Batman: R.I.P. (8/21/10) Graphic Novel (2009 **1/2) Written by Grant Morrison, illustrated by Tony S. Daniel. Batman goes crazy and battles The Black Glove and The Joker. I think at this point I’ve decided to give up on Grant Morrison and steer clear of his comics. I don’t consider myself a stupid person, but as with several of his books in the past, I had a hard time following what the hell was going on for most of this book, and believe it or not, that affected my enjoyment of it. There was one high point, however: A brief cameo by Bat-Mite as a helpful figment of Batman’s imagination.

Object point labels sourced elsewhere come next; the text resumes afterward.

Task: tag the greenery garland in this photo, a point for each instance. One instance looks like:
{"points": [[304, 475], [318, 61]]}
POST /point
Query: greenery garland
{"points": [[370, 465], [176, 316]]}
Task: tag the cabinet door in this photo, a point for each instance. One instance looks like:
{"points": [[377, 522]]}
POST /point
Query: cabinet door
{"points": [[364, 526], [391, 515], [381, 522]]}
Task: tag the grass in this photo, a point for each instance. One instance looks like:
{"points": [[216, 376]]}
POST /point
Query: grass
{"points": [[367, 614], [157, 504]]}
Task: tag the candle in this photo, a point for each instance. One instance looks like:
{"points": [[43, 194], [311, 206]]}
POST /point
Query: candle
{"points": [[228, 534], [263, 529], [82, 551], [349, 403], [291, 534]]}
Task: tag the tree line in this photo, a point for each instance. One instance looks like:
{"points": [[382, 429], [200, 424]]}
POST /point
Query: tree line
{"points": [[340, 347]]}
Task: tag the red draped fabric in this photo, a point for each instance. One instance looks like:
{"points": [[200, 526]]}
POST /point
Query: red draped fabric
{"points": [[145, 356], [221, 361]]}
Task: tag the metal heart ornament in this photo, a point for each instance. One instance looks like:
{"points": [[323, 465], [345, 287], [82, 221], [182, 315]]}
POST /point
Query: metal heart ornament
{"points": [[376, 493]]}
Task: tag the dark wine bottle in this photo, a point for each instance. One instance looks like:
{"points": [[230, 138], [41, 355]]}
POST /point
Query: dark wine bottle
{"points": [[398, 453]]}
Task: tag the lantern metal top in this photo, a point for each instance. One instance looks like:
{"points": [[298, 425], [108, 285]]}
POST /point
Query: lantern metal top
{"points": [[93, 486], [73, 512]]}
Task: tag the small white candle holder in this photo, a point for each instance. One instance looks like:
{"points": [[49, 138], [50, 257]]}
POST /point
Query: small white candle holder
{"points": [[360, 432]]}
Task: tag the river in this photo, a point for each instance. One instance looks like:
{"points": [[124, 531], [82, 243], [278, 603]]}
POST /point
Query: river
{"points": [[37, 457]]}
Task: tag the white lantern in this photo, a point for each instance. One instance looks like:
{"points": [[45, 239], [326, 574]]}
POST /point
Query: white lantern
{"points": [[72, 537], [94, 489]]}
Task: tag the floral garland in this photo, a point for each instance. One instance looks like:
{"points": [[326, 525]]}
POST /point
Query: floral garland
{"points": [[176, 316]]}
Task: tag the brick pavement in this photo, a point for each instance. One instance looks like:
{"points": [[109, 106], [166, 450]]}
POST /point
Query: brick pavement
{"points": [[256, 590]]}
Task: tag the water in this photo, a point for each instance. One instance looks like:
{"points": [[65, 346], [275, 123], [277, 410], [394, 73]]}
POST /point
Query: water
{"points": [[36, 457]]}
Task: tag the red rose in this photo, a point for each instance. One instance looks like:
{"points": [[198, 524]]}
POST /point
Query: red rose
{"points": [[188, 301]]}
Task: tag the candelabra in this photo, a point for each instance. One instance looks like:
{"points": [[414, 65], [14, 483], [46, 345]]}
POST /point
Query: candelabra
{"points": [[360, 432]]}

Kathy Griffin: My Life on the D-List, Season 6

Kathy Griffin: My Life on the D-List, Season 6 (8/20/10) TV-Bravo (2010 ***1/2) In the latest season, Kathy and “Team Griffin” deal with Tom’s somnambulism, a public pap smear, poorly-conceived house remodelling, the death of a beloved pet and Kathy’s mother Maggie’s excursions into Mu-mu’s and publishing. I’ve said it before and I’ll say it again: I love Kathy Griffin, and her show is the only “reality TV” I’m interested in watching. My wife and I have been watching it for several years now, and every year we say the same thing: “That’s it? The 10-episode season was over way too soon.”

Cinema Paradiso

Cinema Paradiso (8/18/10) Netflix (1988 ***) Directed by Giuseppe Tomatore, starring Philippe Noiret as Alfredo and Salvatore Cascio, Marco Leonardi and Jacques Perrin as Salvatore ‘Toto’ di Vita. In post-WWII Italy, a young boy wants nothing more that to be a movie projectionist, but the man who’s held the job for decades thinks he should set his sights higher. I must admit something utterly terrible: I saw Cinema Paradiso on video a few years after it was originally released and I remember absolutely falling in love with it. This time around I still found it adorable, but its 3-hour length tested my patience. I was frequently on the edge of being bored, and I didn’t find the lessons contained in its story to run particularly deep. Perhaps Cinema Paradiso is best suited for a younger audience. Or perhaps the film’s unabashed romanticism of the cinema has a different meaning to me now that I’ve been working on the other side of the silver screen for over a decade.